In February 2015, David wrote:
Image
A close up view of the heritage lanterns, which we may see used again when the recently removed brackets are refurbished and reinstalled by the local council.

I expressed surprise in my original post (December 2014) that the Z8430CMs had not been in light for "at least the past 15 years", according to the newspaper report. That would have meant they hadn't been in light since at least 1999. The other day I found this newspaper cutting from February 2006 – less than nine years before the brackets were chopped:

Image

This report states that "a number of the lights" had not been working since at least October 2005 creating "dark areas" along the top promenade. This suggests to me that the lighting was clearly failing around this time, but also that a number of the lanterns were still in light, else the local councillor would have reported that the top promenade was in complete darkness!

Noting that the brackets were chopped just under nine years later (in December 2014), the article suggests the lighting failed altogether or was intentionally disconnected from the power supply either in 2006 or shortly afterwards. This is more in keeping with my own thoughts as to the length of time the lanterns had been out of light, i.e. comfortably under 10 years, and certainly not 15 years or more.
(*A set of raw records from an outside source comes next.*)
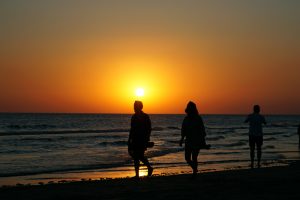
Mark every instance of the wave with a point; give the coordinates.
(116, 143)
(42, 132)
(236, 144)
(37, 126)
(215, 138)
(63, 132)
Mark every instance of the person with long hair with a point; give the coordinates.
(139, 136)
(255, 134)
(193, 131)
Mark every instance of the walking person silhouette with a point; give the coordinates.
(299, 135)
(255, 134)
(194, 131)
(139, 137)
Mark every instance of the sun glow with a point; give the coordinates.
(139, 92)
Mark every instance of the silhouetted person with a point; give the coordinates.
(139, 136)
(255, 134)
(299, 134)
(194, 131)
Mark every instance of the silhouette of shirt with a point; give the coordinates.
(194, 131)
(140, 130)
(256, 120)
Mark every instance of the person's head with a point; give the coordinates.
(256, 109)
(191, 109)
(138, 106)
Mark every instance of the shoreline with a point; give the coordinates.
(125, 172)
(279, 182)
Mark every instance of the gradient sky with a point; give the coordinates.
(89, 56)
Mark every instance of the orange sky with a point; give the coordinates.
(90, 57)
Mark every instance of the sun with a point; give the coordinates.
(139, 92)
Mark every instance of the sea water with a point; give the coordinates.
(45, 144)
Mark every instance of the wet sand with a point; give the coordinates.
(265, 183)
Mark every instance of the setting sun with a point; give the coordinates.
(139, 92)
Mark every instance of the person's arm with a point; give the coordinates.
(148, 128)
(183, 133)
(264, 120)
(247, 119)
(202, 126)
(130, 132)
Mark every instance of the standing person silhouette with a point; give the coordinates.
(139, 136)
(299, 135)
(194, 131)
(255, 133)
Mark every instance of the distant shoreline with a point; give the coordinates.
(265, 183)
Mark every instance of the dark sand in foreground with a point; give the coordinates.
(266, 183)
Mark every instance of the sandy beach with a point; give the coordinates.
(264, 183)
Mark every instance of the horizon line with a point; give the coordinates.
(96, 113)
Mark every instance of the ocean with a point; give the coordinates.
(72, 146)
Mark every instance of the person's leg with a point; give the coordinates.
(195, 154)
(252, 149)
(259, 152)
(136, 167)
(187, 155)
(145, 161)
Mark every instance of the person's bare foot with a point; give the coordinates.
(150, 171)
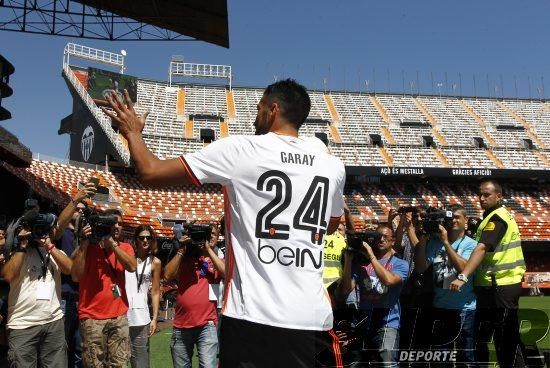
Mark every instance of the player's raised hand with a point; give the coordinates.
(125, 118)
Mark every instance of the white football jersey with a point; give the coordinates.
(280, 193)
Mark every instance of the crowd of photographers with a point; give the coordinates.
(433, 283)
(428, 279)
(81, 296)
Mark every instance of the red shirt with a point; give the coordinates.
(193, 307)
(96, 299)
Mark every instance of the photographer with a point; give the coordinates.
(447, 252)
(35, 318)
(377, 276)
(145, 280)
(66, 240)
(99, 266)
(197, 267)
(334, 245)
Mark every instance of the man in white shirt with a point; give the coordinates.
(282, 195)
(36, 333)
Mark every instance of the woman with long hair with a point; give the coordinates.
(145, 280)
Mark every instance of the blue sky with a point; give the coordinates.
(345, 42)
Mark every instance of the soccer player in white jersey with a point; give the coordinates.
(282, 195)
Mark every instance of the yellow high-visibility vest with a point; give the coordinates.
(332, 257)
(505, 262)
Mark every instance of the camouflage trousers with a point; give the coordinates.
(105, 342)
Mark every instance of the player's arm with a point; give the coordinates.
(152, 170)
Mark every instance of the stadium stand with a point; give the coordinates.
(451, 125)
(369, 202)
(364, 130)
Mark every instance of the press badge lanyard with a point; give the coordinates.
(457, 248)
(113, 270)
(45, 264)
(140, 278)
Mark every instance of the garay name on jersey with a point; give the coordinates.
(297, 158)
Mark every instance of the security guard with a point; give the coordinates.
(497, 280)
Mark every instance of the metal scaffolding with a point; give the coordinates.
(74, 19)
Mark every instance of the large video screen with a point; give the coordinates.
(101, 83)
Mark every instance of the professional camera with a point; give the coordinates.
(199, 233)
(38, 223)
(407, 209)
(355, 240)
(101, 224)
(435, 217)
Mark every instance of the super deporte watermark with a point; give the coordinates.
(428, 356)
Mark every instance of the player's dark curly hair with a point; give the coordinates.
(292, 98)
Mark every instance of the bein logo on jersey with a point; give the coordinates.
(287, 256)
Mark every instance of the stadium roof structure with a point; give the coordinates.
(12, 151)
(148, 20)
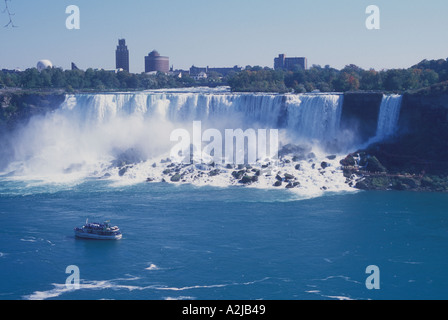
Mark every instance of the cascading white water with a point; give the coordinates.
(388, 116)
(314, 117)
(97, 134)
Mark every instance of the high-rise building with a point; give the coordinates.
(122, 55)
(282, 62)
(155, 62)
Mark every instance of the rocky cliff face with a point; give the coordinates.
(360, 114)
(19, 106)
(417, 157)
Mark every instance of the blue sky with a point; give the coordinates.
(225, 33)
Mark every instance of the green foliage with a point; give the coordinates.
(75, 80)
(251, 79)
(350, 78)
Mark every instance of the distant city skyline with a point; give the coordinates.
(225, 33)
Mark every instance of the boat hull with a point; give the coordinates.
(85, 235)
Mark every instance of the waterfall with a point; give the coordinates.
(315, 116)
(309, 116)
(90, 131)
(388, 116)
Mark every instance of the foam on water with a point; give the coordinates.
(89, 134)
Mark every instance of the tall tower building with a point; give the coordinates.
(155, 62)
(284, 63)
(122, 55)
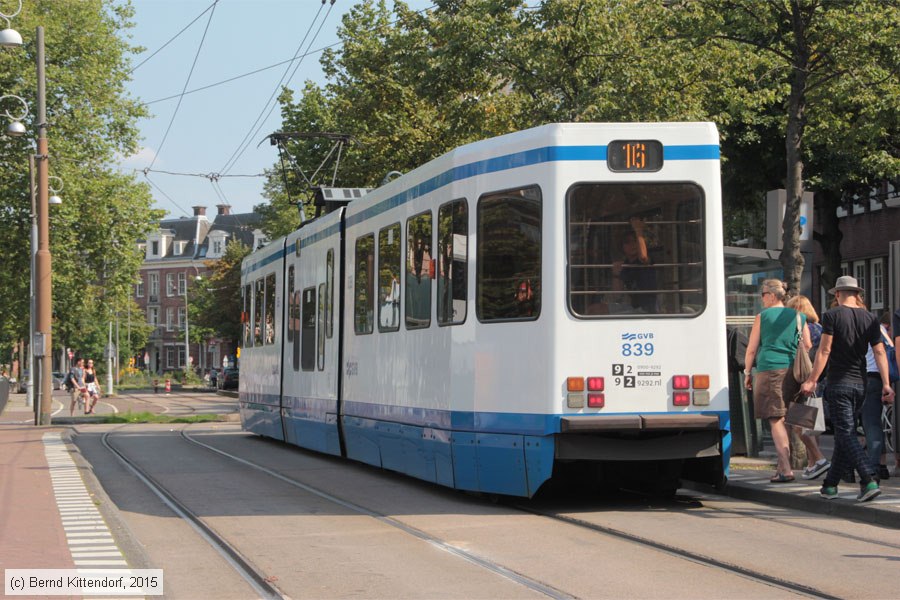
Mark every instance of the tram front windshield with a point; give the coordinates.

So what would these ultra-rare mercury-running top-entry Z8430CMs look like if they were in light?

Image
This "day burning" photograph was taken in February 2020, but it is sadly nothing more than an optical illusion – in this case the light of a low winter sun is pouring into the side of the lanterns' bowls. This is the only real photograph I have of these lanterns in light, from 25 years ago:

In December 2014, David wrote:
Image
Thankfully a dig around in my own photo archive revealed this photograph of the clifftop path in January 1995. The Revo Clactons and top-entry GEC Z8430CMs are shown in light. As the lanterns had always ran mercury, I think the rogue SON lamp persuaded me to stop and take this photograph.

Being a collector of old street lights, and noting that the top-entry Z8430CM was an intergral part of Clacton sea front for many years but were rarely installed elsewhere around the country, I had resigned myself to the fact that the closest I would get to owning one would be obtaining an example of the far more popular side-entry version (also popular in Clacton), and this was fulfilled when Harrison Lighting discovered some unsold stock of these back in 2009 (along with some REVO Prefects if I recall correctly). This never-installed example entered into the collection accordingly:

Image
A new old stock GEC Z8430CM purchased from Harrison Lighting in May 2009. This photograph was taken in July 2010.

Imagine my surprise when 10 years later, I was contacted out of the blue by the legendary rescuer of old street lights John Thompson who had spotted that three top-entry Z8430CMs were being sold by someone who lived in my home town of Colchester. My immediate fear was that these three lanterns were the three that appear in the first picture of this post, but this was thankfully not the case and street lighting enthusiasts can still enjoy seeing at least three top-entry Z8430CMs installed along Clacton sea front to this day. John was successful in his endeavours and I was able to collect the lanterns a few days later.

Image
Three top-entry Z8430CMs obtained by John Thompson last year. Photograph taken in May 2019. I understand that they used to be installed on the side of, or inside a warehouse on Ipswich docks over the border in Suffolk.

Image
Although I purchased "lantern 3" in the photograph above from John (unlike the other two, it look liked it had been stored in a ditch!), it cleaned up really well, and it is fabulous to have another jigsaw piece from Clacton’s rich lighting history in the collection. This photograph was taken in June 2019.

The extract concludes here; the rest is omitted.